Identifiée sous les initiales T. F., la professionnelle de santé a été arrêtée en possession de médicaments de qualité inférieure et falsifiés, selon des sources sanitaires. Les enquêteurs cherchent désormais à identifier l’origine de ces produits et à déterminer l’étendue du réseau dans lequel ils auraient circulé.
L’affaire a débuté après une absence inexpliquée de l’aide-soignante, qui devait prendre sa retraite dans les prochains jours. Ne la voyant plus rejoindre son poste, les responsables de son établissement ont entrepris des démarches afin de comprendre les raisons de cette disparition.
Ces vérifications leur ont permis d’apprendre auprès des services de police que leur agente venait d’être arrêtée dans le cadre d’une enquête portant sur un présumé trafic de faux médicaments. La justice a ensuite ordonné son placement en détention provisoire.
Les autorités indiquent que les produits saisis représentent un total de 48 kilogrammes. Elles n’ont toutefois pas encore communiqué la nature exacte des médicaments ni leur destination.
Une activité présumée ancienne
Les premiers éléments de l’enquête laissent penser que la suspecte aurait développé un commerce parallèle de médicaments falsifiés depuis plusieurs années, en marge de son activité professionnelle.
Les investigations devront toutefois confirmer ces soupçons. Les enquêteurs cherchent également à savoir si l’aide-soignante agissait seule ou si elle appartenait à un réseau plus vaste spécialisé dans la distribution de produits pharmaceutiques illicites.
La CRIET, compétente pour connaître de ce type d’infractions, devra établir les responsabilités de chaque personne susceptible d’être impliquée dans cette affaire.
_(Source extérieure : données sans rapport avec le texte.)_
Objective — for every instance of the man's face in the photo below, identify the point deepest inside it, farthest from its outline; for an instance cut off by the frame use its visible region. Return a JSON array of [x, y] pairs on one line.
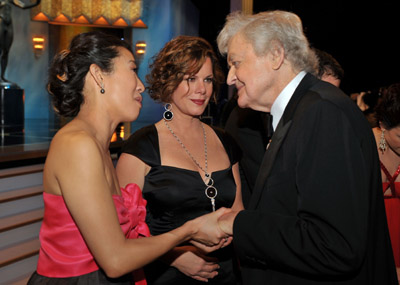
[[252, 75]]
Le trafic de faux médicaments constitue un enjeu majeur au Bénin et dans l’ensemble de l’Afrique de l’Ouest. Ces produits représentent une menace directe pour la santé des populations en raison de leur efficacité incertaine et des risques d’intoxication ou de résistance aux traitements qu’ils peuvent entraîner.
Cette saisie s’inscrit dans le cadre du renforcement des opérations de lutte contre les réseaux illicites de distribution de médicaments menées par les autorités béninoises. L’enquête en cours devra permettre de faire la lumière sur cette affaire et d’éventuelles ramifications au sein des réseaux de trafic.